Scalia's dissent in Obergefell v. Hodges, 2015, a decision that brought marriage equality to the entire United States:
"Today's decree says that my Ruler, and the Ruler of 320 million Americans coast-to-coast, is a majority of the nine lawyers on the Supreme Court. The opinion in these cases is the furthest extension in fact -- and the furthest extension one can even imagine -- of the Court's claimed power to create "liberties" that the Constitution and its Amendments neglect to mention. This practice of constitutional revision by an unelected committee of nine, always accompanied (as it is today) by extravagant praise of liberty, robs the People of the most important liberty they asserted in the Declaration of Independence and won in the Revolution of 1776: the freedom to govern themselves. ...
"Take, for example, this Court, which consists of only nine men and women, all of them successful lawyers who studied at Harvard or Yale Law School. Four of the nine are natives of New York City.
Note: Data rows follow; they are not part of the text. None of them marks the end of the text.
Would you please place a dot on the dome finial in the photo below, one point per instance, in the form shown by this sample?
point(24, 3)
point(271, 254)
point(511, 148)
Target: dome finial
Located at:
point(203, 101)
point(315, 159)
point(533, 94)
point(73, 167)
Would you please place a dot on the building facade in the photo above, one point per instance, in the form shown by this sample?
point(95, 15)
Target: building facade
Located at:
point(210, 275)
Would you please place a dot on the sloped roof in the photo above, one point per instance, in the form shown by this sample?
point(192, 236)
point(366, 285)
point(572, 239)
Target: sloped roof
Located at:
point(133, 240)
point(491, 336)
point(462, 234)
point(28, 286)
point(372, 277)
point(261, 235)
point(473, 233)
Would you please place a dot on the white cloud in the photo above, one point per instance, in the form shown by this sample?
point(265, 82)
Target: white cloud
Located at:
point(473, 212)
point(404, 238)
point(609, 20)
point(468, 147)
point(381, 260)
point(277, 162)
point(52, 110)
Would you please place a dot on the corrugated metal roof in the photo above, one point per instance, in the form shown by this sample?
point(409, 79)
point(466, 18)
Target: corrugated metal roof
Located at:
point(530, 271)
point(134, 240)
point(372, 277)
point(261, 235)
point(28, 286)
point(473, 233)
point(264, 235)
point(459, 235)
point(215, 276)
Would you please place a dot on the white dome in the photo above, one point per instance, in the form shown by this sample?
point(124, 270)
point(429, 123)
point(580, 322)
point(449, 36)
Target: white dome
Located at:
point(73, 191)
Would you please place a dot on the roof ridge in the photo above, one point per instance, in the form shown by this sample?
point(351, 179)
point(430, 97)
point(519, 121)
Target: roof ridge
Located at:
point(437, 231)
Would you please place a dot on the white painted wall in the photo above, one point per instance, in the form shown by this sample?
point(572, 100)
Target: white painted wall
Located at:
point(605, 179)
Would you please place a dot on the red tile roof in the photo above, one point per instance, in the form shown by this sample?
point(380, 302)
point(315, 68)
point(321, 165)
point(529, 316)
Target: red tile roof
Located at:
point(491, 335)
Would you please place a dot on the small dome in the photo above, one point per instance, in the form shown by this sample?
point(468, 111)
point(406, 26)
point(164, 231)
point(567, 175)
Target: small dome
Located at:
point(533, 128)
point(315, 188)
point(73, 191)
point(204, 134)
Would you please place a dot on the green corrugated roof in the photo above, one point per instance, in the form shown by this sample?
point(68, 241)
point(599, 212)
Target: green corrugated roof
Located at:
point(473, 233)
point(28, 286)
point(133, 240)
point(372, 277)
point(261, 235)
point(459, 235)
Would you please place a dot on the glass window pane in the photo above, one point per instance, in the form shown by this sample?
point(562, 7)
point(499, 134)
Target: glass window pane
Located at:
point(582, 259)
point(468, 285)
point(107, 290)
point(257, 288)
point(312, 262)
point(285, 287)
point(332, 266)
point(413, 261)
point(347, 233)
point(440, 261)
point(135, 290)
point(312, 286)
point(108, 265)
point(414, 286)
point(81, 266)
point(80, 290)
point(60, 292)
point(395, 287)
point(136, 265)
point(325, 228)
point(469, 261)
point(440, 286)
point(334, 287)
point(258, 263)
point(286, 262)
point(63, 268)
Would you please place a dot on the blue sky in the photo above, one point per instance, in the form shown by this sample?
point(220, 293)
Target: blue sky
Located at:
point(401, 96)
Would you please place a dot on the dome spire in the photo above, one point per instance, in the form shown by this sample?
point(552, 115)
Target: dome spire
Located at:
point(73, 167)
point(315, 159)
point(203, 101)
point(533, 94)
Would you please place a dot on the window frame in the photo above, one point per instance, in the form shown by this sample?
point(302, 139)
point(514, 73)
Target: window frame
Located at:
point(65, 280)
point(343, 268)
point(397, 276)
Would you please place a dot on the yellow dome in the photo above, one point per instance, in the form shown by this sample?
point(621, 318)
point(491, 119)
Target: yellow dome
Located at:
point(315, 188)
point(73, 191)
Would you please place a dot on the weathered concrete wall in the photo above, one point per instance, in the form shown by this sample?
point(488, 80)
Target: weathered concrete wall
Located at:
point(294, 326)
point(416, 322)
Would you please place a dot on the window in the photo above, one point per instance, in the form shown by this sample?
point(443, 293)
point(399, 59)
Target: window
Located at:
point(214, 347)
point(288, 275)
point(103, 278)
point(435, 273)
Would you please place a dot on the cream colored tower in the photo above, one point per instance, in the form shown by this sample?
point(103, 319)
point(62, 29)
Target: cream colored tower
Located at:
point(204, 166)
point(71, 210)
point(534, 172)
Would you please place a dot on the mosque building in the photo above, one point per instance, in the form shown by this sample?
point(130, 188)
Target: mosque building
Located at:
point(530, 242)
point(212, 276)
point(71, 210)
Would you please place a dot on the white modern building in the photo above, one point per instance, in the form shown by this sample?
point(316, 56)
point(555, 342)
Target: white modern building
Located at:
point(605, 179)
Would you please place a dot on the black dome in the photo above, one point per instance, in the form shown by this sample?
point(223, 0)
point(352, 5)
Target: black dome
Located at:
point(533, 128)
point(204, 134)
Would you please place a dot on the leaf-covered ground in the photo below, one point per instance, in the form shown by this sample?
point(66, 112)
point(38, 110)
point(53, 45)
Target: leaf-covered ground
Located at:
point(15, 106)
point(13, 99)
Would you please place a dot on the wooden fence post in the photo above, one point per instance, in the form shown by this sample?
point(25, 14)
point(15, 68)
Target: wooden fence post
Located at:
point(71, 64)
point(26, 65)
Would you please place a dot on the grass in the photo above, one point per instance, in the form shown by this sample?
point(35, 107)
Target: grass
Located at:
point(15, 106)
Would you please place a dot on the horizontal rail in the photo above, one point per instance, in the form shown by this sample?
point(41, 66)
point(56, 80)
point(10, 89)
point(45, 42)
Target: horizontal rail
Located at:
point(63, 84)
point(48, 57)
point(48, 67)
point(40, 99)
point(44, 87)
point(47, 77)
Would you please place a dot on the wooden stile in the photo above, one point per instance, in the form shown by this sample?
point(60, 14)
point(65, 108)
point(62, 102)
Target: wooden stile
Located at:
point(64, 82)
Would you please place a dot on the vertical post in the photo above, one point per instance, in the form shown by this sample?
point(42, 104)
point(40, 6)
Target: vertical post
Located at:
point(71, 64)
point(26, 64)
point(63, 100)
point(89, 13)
Eight of them grew up in east- and west-coast States. Only one hails from the vast expanse in-between. Not a single Southwesterner or even, to tell the truth, a genuine Westerner (California does not count). ... To allow the policy question of same-sex marriage to be considered and resolved by a select, patrician, highly unrepresentative panel of nine is to violate a principle even more fundamental than no taxation without representation: no social transformation without representation. ...
"The opinion's showy profundities are often profoundly incoherent. 'The nature of marriage is that, through its enduring bond, two persons together can find other freedoms, such as expression, intimacy, and spirituality.' (Really? Who ever thought that intimacy and spirituality [whatever that means] were freedoms? And if intimacy is, one would think Freedom of Intimacy is abridged rather than expanded by marriage. Ask the nearest hippie.)."